L’enseignante sollicite la parole des apprenants «qui veut commencer ↑ »,  après l’introduction du préambule comprenant « qui » « quoi » et « comment ». L’acte sollicitatif consiste à trouver un volontaire de manière non impérative. Un moment de silence a suivi la question, tout au début de l’échange. Si l’enseignante laisse durer le silence, cela peut entraîner un risque d’échec pour l’animation de la classe et pour l’organisation de la conversation. En effet, dans la culture chinoise, le problème de face personnelle empêche, dans la plupart des cas, la participation active devant un public si l’atmosphère n’est pas détendue. Dans ce cas, l’interpellation de l’enseignante paraît nécessaire pour le démarrage des activités afin d’éviter un risque d’échec de l’animation de la classe.

Dans l’acte suivant, c’est après un moment de silence que se situe l’interpellation de l’enseignante, ponctuée par un marqueur de structuration des échanges « bon ». Ce « bon », appui du discours, considéré comme « articulateur », signale que l’on va passer immédiatement à un autre acte langagier pour animer la conversation, « on laisse la parole à Jeanne ». Nous trouvons que l’interpellation de l’enseignante joue un rôle de démarrage impératif de la conversation dans l’animation de la classe et assure le retrait de l’enseignante  derrière le rideau  sur la scène de la classe.

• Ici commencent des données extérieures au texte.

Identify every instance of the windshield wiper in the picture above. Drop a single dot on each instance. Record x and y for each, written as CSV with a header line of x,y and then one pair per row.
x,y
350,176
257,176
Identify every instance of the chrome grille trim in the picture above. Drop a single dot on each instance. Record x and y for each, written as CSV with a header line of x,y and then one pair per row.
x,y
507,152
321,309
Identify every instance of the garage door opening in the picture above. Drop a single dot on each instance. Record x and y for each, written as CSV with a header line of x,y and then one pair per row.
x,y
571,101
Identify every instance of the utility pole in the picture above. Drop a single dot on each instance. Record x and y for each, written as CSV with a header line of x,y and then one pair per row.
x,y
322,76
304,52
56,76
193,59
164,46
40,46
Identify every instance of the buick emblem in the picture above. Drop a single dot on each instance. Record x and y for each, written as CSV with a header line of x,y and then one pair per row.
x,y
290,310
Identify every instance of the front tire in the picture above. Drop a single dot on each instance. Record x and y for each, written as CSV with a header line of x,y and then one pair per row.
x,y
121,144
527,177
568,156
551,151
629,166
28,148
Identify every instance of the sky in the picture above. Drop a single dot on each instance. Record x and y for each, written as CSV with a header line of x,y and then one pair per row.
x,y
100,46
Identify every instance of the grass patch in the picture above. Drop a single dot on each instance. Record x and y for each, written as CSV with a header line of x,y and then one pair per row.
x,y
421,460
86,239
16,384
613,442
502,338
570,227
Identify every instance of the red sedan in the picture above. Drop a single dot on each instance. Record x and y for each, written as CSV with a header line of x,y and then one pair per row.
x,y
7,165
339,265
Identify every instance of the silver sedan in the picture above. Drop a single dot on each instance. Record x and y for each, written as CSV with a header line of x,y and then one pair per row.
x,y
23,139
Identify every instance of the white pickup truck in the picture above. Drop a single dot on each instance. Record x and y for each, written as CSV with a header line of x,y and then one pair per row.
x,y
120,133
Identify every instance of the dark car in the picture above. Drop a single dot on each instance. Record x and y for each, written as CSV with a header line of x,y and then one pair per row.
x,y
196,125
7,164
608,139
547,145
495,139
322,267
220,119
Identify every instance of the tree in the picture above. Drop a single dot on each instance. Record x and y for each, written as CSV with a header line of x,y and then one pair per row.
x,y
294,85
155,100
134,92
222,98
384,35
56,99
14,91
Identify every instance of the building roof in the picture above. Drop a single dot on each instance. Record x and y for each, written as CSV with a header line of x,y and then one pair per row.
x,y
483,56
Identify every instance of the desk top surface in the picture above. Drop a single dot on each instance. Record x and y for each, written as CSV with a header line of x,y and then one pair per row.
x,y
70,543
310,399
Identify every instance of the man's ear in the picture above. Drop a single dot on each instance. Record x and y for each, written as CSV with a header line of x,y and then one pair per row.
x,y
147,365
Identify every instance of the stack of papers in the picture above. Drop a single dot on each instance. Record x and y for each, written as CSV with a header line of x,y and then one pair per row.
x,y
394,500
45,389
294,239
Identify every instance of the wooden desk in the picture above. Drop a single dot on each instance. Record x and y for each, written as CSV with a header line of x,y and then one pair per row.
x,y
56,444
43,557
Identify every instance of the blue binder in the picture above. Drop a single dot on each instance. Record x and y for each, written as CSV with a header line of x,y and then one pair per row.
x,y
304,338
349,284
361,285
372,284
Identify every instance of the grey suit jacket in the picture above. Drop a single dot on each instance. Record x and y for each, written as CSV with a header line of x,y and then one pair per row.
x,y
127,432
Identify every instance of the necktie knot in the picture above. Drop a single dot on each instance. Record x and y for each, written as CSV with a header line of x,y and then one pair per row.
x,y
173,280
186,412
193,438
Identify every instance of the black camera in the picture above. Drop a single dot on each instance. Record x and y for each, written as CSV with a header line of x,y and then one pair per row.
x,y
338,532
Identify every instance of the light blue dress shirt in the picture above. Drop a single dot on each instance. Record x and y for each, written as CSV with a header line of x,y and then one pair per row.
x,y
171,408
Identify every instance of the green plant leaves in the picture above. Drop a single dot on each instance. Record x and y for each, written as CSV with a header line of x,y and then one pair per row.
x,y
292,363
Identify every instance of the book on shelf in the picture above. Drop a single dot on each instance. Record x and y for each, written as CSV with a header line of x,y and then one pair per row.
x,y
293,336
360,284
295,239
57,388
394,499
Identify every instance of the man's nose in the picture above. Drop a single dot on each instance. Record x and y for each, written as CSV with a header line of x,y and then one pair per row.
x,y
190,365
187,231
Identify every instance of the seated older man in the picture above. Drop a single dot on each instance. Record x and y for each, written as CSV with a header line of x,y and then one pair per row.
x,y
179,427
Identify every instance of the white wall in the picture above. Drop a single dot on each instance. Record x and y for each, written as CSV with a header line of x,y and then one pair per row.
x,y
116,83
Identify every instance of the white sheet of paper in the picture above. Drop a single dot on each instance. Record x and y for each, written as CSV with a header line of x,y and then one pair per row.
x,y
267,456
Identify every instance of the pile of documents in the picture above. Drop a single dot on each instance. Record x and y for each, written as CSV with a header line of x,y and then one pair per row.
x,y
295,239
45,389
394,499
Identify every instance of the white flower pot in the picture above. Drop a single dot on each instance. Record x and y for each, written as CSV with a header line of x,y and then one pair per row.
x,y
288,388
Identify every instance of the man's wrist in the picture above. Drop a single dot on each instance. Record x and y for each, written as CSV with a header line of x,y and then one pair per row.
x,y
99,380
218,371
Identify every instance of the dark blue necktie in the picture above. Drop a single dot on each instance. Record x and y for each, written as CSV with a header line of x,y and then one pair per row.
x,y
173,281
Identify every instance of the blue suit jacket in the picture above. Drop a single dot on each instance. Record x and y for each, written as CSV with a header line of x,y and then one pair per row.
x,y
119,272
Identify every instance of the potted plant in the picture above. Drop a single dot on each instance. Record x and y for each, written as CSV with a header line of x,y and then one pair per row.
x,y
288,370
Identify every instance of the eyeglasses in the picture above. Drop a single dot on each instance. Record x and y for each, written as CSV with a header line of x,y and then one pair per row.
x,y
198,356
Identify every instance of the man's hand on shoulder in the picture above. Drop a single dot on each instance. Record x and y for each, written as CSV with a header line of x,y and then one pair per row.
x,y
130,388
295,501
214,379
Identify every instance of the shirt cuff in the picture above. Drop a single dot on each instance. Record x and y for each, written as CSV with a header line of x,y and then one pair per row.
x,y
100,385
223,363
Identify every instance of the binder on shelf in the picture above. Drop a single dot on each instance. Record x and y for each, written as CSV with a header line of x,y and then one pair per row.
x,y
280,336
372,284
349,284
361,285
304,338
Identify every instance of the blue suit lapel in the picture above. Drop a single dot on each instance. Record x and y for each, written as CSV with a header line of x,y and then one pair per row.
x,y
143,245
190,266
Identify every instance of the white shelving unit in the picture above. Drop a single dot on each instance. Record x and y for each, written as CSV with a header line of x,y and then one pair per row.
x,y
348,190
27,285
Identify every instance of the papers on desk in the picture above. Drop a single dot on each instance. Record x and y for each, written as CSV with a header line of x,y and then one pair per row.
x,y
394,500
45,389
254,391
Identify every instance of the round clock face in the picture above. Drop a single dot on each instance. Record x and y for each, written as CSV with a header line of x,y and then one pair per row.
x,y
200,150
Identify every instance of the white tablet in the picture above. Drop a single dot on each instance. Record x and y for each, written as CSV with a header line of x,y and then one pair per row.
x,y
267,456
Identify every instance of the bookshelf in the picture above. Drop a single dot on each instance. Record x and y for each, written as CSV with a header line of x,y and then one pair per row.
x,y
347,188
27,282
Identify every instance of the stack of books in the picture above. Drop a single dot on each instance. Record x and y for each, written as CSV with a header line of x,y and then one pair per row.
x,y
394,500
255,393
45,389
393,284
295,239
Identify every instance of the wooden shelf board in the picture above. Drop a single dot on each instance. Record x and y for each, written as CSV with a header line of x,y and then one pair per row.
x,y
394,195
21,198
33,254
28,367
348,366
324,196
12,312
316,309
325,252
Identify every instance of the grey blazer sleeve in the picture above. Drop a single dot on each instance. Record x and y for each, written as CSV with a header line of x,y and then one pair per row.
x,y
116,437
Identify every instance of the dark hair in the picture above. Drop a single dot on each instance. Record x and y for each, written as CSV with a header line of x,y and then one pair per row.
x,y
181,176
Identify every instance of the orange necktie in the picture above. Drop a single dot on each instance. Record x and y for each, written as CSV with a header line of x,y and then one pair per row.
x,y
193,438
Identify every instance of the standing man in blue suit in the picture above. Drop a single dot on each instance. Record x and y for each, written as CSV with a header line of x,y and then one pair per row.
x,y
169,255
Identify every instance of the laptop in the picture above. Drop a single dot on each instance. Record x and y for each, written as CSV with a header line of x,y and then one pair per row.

Il est facile de trouver d’autres exemples d’interpellation des enseignantes dans la classe (1) et la classe (2). La gestion des tours de parole est souvent réalisée en classe de langue par cette stratégie interactionnelle. Il est à noter que les enseignantes native et non natives font leur interpellation par le prénom français des apprenants.

Notes
23.

J.Mc.H. Sinclair, R.M. Coulthard, Toward an Analysis of Discourse. The English used by Teacgers and Pupils, 1975, cité par M.H.Morsel dans Un exemple d’analise des échanges langagiers en situation didactique:La grille de Sinclair et Coulthard , In Les échanges langagiers en classe de langue, page 16, Ellug, 1984.